Normalization layers are critical components of modern AI systems, such as ChatGPT, Gemini, DeepSeek, etc. Empirically, they are known to stabilize training dynamics and improve generalization ability. However, the underlying theoretical mechanism by which normalization layers contribute to both optimization and generalization remains largely unexplained, especially when using many normalization layers in a deep neural network (DNN). In this work, we develop a theoretical framework that elucidates the role of normalization through the lens of capacity control. We prove that an unnormalized DNN can exhibit exponentially large Lipschitz constants with respect to either its parameters or inputs, implying excessive functional capacity and potential overfitting. Such bad DNNs are uncountably many. In contrast, the insertion of normalization layers provably can reduce the Lipschitz constant at an exponential rate in the number of normalization layers. This exponential reduction yields two fundamental consequences: (1) it smooths the loss landscape at an exponential rate, facilitating faster and more stable optimization; and (2) it constrains the effective capacity of the network, thereby enhancing generalization guarantees on unseen data. Our results thus offer a principled explanation for the empirical success of normalization methods in deep learning.

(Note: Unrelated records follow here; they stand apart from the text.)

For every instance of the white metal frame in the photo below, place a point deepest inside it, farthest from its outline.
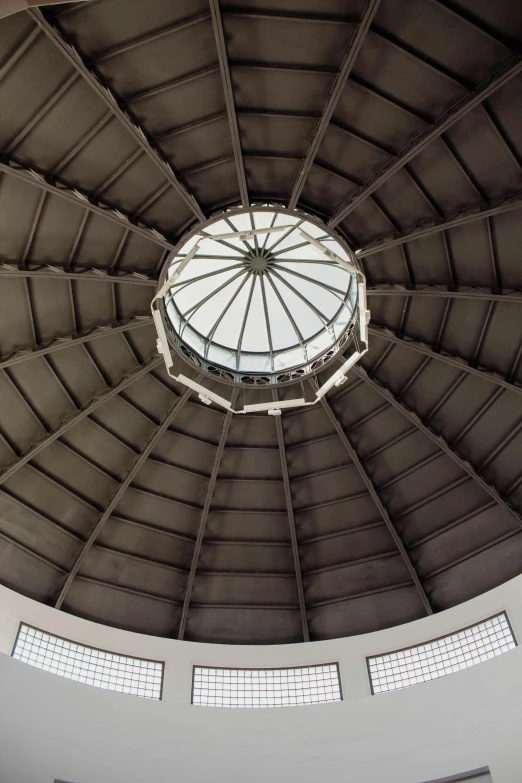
(273, 408)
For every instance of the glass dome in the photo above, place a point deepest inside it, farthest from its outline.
(263, 297)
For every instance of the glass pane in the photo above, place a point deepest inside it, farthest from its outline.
(229, 329)
(282, 330)
(326, 302)
(305, 318)
(255, 337)
(205, 318)
(192, 294)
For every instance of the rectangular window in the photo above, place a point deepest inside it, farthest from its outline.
(266, 687)
(415, 665)
(89, 665)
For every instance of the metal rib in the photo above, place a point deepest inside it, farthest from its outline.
(203, 519)
(130, 474)
(453, 114)
(291, 524)
(287, 311)
(312, 307)
(104, 91)
(105, 394)
(225, 311)
(350, 54)
(267, 321)
(229, 99)
(397, 403)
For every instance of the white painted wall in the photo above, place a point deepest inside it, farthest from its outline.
(51, 727)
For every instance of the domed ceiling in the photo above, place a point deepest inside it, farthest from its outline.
(124, 498)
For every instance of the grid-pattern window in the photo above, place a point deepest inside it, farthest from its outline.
(446, 655)
(89, 665)
(266, 687)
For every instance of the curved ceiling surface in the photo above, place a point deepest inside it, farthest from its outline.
(124, 499)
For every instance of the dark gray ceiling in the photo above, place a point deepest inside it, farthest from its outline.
(125, 500)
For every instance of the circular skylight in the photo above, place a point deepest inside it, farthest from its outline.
(262, 295)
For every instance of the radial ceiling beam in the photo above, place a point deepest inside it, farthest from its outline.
(130, 474)
(90, 275)
(423, 138)
(61, 188)
(70, 421)
(352, 50)
(75, 338)
(202, 524)
(443, 292)
(410, 414)
(292, 525)
(434, 225)
(221, 46)
(453, 361)
(103, 90)
(345, 440)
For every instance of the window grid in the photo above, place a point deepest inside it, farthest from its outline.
(263, 688)
(102, 669)
(460, 650)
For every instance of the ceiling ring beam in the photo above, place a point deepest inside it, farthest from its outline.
(352, 50)
(103, 90)
(70, 421)
(463, 463)
(292, 524)
(131, 472)
(202, 524)
(421, 140)
(434, 225)
(75, 338)
(345, 440)
(88, 201)
(432, 290)
(221, 47)
(454, 361)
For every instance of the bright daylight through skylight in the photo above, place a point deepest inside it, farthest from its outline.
(264, 291)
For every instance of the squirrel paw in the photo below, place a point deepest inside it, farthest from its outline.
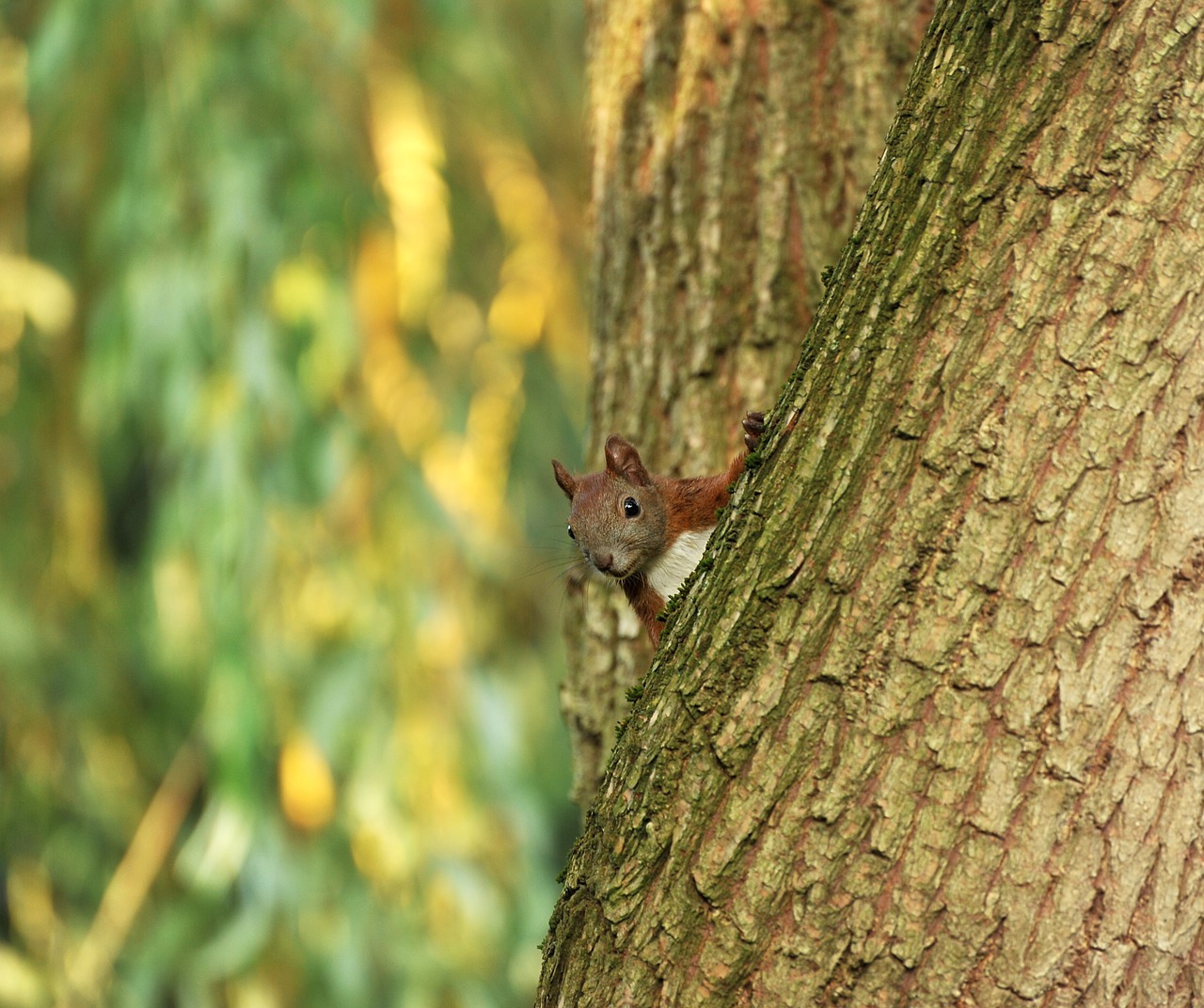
(753, 427)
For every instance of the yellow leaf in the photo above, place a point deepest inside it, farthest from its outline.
(308, 787)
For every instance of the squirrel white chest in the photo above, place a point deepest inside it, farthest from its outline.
(671, 568)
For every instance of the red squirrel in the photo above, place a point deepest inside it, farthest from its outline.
(647, 532)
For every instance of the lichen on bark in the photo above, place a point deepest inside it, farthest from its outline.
(928, 732)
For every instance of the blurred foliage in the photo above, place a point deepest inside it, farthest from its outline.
(289, 327)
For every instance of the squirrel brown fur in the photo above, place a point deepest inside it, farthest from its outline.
(648, 532)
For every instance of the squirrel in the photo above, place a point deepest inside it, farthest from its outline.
(648, 532)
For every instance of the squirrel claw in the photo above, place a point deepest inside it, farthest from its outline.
(753, 427)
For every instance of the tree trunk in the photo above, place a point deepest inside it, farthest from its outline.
(931, 732)
(731, 150)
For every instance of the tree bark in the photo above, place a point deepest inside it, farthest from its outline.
(931, 732)
(732, 146)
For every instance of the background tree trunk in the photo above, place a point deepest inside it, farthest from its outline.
(929, 732)
(732, 146)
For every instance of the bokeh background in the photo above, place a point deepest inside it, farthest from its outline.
(291, 323)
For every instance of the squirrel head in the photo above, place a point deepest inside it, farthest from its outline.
(618, 517)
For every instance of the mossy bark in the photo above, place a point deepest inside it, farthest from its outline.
(732, 145)
(931, 731)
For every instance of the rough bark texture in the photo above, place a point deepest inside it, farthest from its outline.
(931, 732)
(732, 146)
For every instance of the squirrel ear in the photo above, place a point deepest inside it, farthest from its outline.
(623, 460)
(563, 479)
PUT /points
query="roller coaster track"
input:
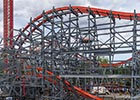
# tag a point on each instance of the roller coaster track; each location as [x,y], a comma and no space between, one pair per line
[75,10]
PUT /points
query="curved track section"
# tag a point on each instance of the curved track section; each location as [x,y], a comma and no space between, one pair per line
[71,41]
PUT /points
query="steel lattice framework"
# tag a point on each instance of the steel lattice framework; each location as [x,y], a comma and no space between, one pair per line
[67,44]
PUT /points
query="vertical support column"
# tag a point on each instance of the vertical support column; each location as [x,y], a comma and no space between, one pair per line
[8,22]
[134,48]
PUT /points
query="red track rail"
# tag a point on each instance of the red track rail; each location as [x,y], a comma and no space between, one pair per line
[96,11]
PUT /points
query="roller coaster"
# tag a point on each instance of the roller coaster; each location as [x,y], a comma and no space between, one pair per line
[57,55]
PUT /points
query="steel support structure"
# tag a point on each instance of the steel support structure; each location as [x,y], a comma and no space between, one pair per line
[71,42]
[8,22]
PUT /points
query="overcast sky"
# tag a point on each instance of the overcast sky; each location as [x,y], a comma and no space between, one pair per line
[24,9]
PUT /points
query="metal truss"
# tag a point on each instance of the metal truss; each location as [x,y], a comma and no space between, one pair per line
[70,41]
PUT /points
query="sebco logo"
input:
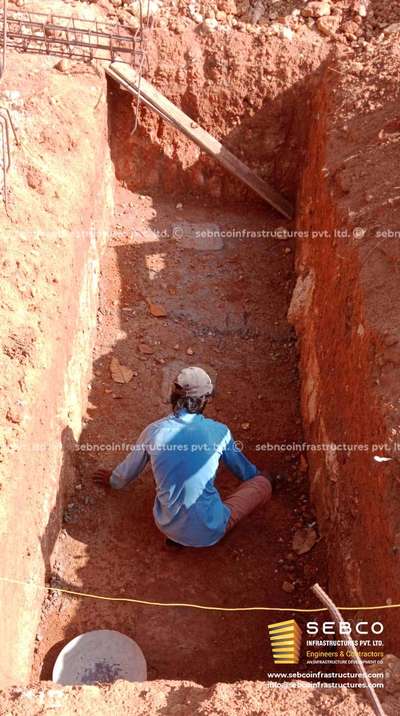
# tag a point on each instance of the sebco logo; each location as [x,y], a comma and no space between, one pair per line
[344,628]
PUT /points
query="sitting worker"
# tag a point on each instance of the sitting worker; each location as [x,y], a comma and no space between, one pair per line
[184,450]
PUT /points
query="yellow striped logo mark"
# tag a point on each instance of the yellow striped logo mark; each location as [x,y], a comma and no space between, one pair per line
[285,638]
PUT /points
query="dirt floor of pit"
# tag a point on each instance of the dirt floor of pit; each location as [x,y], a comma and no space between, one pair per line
[226,310]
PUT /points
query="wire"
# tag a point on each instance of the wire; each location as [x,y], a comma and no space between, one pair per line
[144,602]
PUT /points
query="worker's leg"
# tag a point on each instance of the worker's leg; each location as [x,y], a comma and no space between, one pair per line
[251,494]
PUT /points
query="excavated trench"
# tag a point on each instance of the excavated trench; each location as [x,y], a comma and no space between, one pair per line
[225,287]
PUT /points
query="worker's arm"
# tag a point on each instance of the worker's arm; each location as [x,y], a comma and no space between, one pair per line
[238,463]
[128,470]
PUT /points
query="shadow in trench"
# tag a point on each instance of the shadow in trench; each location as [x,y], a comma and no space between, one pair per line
[229,307]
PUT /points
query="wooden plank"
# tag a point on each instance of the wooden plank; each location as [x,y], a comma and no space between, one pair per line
[131,81]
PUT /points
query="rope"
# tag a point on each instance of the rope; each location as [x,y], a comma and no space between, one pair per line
[145,602]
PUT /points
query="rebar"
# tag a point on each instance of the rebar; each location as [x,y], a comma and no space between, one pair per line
[49,34]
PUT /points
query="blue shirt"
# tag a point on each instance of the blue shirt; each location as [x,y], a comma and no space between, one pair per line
[185,451]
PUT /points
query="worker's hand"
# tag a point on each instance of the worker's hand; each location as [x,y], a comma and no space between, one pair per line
[102,477]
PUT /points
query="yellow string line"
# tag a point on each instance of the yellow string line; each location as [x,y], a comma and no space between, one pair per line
[190,606]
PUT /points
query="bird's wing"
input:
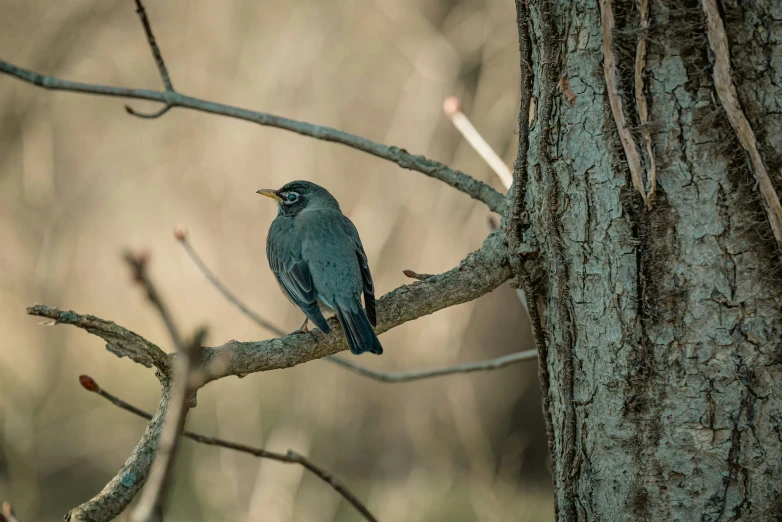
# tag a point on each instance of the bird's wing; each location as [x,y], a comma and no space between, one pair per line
[366,275]
[283,251]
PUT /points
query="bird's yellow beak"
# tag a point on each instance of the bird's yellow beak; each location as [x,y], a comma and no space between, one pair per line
[270,194]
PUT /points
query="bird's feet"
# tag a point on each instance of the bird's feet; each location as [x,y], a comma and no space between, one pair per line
[303,328]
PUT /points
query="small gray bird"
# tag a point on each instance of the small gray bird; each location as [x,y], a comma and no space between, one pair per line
[319,262]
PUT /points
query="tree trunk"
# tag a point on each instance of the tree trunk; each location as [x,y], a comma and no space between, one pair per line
[658,327]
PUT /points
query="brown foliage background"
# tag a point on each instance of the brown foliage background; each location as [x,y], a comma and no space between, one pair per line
[80,181]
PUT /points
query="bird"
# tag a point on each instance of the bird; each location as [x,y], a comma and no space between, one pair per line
[316,255]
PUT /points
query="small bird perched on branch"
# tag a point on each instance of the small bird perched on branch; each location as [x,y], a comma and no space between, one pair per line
[319,262]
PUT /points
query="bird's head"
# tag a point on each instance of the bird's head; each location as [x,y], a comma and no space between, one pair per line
[297,196]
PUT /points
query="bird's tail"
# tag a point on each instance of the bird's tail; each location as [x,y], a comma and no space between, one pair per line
[359,333]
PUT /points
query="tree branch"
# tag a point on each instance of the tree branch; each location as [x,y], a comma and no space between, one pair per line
[156,54]
[456,179]
[119,492]
[151,504]
[138,266]
[181,236]
[479,273]
[491,364]
[291,457]
[120,341]
[477,366]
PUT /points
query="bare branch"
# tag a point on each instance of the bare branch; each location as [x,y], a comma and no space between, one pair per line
[492,364]
[119,492]
[138,265]
[150,506]
[416,275]
[479,273]
[120,341]
[161,65]
[452,108]
[456,179]
[477,366]
[291,457]
[726,91]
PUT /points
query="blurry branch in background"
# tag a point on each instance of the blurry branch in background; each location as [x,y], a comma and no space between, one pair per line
[138,266]
[171,98]
[119,341]
[490,364]
[7,513]
[291,457]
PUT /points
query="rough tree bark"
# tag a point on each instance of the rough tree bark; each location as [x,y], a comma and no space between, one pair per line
[658,326]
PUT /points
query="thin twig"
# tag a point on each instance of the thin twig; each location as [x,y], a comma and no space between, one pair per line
[156,54]
[291,457]
[181,236]
[456,179]
[452,109]
[726,91]
[138,265]
[477,366]
[119,341]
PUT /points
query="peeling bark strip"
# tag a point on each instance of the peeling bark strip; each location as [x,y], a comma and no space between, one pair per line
[640,99]
[558,297]
[726,91]
[612,89]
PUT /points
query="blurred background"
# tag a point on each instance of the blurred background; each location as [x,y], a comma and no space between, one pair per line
[80,181]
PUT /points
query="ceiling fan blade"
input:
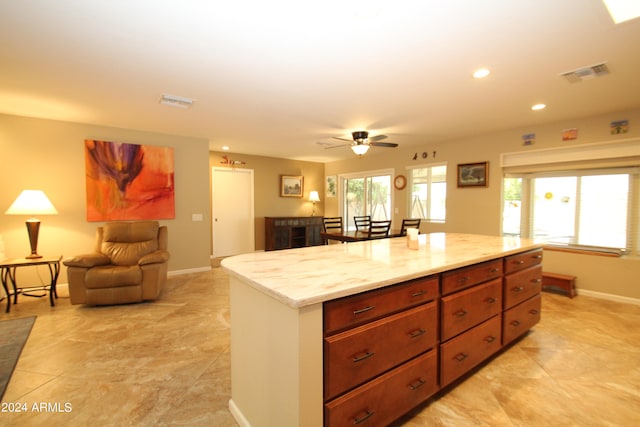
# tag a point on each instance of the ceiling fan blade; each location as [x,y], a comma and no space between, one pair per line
[383,144]
[377,138]
[336,146]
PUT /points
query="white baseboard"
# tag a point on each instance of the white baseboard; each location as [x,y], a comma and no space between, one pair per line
[237,414]
[610,297]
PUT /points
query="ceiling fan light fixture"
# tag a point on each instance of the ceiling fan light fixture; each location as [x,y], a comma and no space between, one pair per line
[360,149]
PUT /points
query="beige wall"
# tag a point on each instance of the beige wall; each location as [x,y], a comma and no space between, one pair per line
[49,155]
[267,171]
[478,210]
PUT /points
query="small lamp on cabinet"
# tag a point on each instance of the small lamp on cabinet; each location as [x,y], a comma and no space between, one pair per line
[314,197]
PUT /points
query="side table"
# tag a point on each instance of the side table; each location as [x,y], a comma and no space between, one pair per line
[8,273]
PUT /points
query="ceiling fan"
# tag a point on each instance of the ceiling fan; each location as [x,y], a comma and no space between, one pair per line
[361,142]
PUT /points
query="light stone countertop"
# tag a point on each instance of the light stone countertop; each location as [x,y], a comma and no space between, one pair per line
[311,275]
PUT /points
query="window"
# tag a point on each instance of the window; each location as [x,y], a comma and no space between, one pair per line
[367,193]
[586,208]
[429,193]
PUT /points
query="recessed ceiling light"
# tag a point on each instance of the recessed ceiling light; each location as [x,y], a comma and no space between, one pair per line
[176,101]
[623,10]
[481,73]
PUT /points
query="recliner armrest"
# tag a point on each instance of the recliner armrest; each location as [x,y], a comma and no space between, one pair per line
[156,257]
[87,260]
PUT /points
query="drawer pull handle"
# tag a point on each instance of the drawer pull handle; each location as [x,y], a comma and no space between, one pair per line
[417,384]
[366,416]
[362,357]
[363,310]
[417,333]
[461,356]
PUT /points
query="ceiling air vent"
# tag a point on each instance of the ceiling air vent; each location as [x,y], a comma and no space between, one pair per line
[586,73]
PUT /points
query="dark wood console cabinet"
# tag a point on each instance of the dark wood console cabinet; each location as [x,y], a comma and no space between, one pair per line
[292,232]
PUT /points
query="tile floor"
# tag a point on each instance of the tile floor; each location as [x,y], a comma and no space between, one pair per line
[167,364]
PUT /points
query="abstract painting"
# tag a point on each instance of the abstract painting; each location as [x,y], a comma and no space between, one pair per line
[129,181]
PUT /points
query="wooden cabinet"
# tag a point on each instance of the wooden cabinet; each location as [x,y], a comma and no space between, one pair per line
[380,353]
[386,351]
[292,232]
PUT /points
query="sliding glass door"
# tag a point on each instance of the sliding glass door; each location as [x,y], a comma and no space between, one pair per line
[366,193]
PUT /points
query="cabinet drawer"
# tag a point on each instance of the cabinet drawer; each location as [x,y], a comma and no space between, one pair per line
[521,261]
[465,309]
[520,319]
[466,351]
[522,285]
[468,276]
[386,398]
[355,310]
[357,355]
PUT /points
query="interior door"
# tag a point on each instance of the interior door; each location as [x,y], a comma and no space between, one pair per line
[232,211]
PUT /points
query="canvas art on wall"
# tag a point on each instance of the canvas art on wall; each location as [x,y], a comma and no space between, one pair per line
[129,181]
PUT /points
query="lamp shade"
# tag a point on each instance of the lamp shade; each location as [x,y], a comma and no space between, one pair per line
[32,202]
[360,149]
[313,196]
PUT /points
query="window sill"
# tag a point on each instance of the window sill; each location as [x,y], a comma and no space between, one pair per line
[585,250]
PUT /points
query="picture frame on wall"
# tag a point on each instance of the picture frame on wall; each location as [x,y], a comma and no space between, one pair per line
[473,174]
[291,185]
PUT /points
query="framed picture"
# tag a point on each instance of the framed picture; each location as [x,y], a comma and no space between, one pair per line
[331,186]
[473,175]
[291,185]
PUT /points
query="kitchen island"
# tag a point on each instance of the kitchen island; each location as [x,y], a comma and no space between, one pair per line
[289,331]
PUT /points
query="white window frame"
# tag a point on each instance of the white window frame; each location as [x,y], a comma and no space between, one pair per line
[410,201]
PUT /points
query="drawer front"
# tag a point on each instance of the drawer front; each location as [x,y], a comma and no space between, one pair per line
[466,351]
[468,276]
[465,309]
[521,261]
[357,355]
[520,319]
[383,400]
[355,310]
[522,285]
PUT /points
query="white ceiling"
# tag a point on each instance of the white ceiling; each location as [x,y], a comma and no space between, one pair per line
[274,78]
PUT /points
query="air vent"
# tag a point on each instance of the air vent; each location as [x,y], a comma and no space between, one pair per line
[586,73]
[176,101]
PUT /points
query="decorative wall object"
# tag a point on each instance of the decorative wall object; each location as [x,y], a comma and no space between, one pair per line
[529,139]
[331,186]
[473,175]
[291,185]
[618,127]
[570,134]
[129,181]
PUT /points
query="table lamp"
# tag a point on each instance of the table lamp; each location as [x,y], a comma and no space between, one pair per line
[314,197]
[32,202]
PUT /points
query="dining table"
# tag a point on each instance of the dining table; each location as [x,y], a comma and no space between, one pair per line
[355,235]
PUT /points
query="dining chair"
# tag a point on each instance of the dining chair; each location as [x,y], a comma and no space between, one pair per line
[409,223]
[379,228]
[362,222]
[332,224]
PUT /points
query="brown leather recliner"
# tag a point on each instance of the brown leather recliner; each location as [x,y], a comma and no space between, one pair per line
[129,264]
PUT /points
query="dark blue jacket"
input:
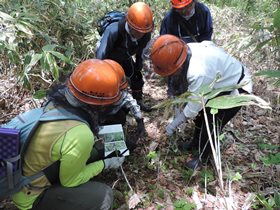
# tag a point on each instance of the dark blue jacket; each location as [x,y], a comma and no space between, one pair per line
[117,45]
[199,25]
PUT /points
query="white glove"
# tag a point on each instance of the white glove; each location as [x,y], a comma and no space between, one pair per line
[171,127]
[113,163]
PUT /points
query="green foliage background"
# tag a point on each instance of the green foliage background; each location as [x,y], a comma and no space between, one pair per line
[42,40]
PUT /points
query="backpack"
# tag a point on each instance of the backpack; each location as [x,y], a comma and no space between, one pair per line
[107,19]
[14,139]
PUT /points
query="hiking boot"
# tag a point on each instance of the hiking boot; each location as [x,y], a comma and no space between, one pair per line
[185,146]
[144,107]
[194,163]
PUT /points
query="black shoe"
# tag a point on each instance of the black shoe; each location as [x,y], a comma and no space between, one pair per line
[193,164]
[185,146]
[144,107]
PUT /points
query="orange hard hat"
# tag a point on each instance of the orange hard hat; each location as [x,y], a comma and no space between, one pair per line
[120,72]
[140,17]
[180,3]
[95,82]
[168,54]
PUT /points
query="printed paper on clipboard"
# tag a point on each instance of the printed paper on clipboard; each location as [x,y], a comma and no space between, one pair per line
[114,140]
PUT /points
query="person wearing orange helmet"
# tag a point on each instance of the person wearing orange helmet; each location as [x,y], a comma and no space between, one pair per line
[92,85]
[189,20]
[123,40]
[119,110]
[193,66]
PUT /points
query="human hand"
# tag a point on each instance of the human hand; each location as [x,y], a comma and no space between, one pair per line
[113,163]
[171,127]
[140,128]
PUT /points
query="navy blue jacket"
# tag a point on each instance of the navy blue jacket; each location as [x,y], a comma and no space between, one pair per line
[117,45]
[199,25]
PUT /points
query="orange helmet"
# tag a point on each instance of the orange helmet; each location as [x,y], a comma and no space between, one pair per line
[95,82]
[168,54]
[180,3]
[140,17]
[120,72]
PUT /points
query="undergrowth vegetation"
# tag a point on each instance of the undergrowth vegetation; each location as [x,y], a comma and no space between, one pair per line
[41,41]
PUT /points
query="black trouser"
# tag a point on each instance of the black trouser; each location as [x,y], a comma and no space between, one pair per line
[136,81]
[88,196]
[200,137]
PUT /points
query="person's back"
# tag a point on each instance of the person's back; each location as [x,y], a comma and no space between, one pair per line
[124,42]
[189,20]
[93,84]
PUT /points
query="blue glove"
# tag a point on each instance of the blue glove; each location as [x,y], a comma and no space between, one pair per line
[140,128]
[171,127]
[113,163]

翻译：归一化层是现代人工智能系统（如ChatGPT、Gemini、DeepSeek等）的关键组件。经验表明，它们能够稳定训练动态并提升泛化能力。然而，关于归一化层如何同时促进优化与泛化的理论机制仍缺乏充分解释，尤其是在深度神经网络中使用多个归一化层时。本研究通过容量控制的视角构建了一个理论框架，以阐明归一化层的作用。我们证明，未归一化的深度神经网络可能对其参数或输入呈现指数级大的Lipschitz常数，这意味着过度的函数容量和潜在的过拟合风险。此类不良深度神经网络在数量上是不可数的。相比之下，归一化层的引入能够以归一化层数量的指数速率降低Lipschitz常数。这种指数级缩减产生两个根本性后果：（1）它以指数速率平滑损失函数景观，从而促进更快速、更稳定的优化；（2）它约束网络的有效容量，从而增强对未见数据的泛化保证。因此，我们的研究结果为深度学习归一化方法的经验成功提供了理论依据。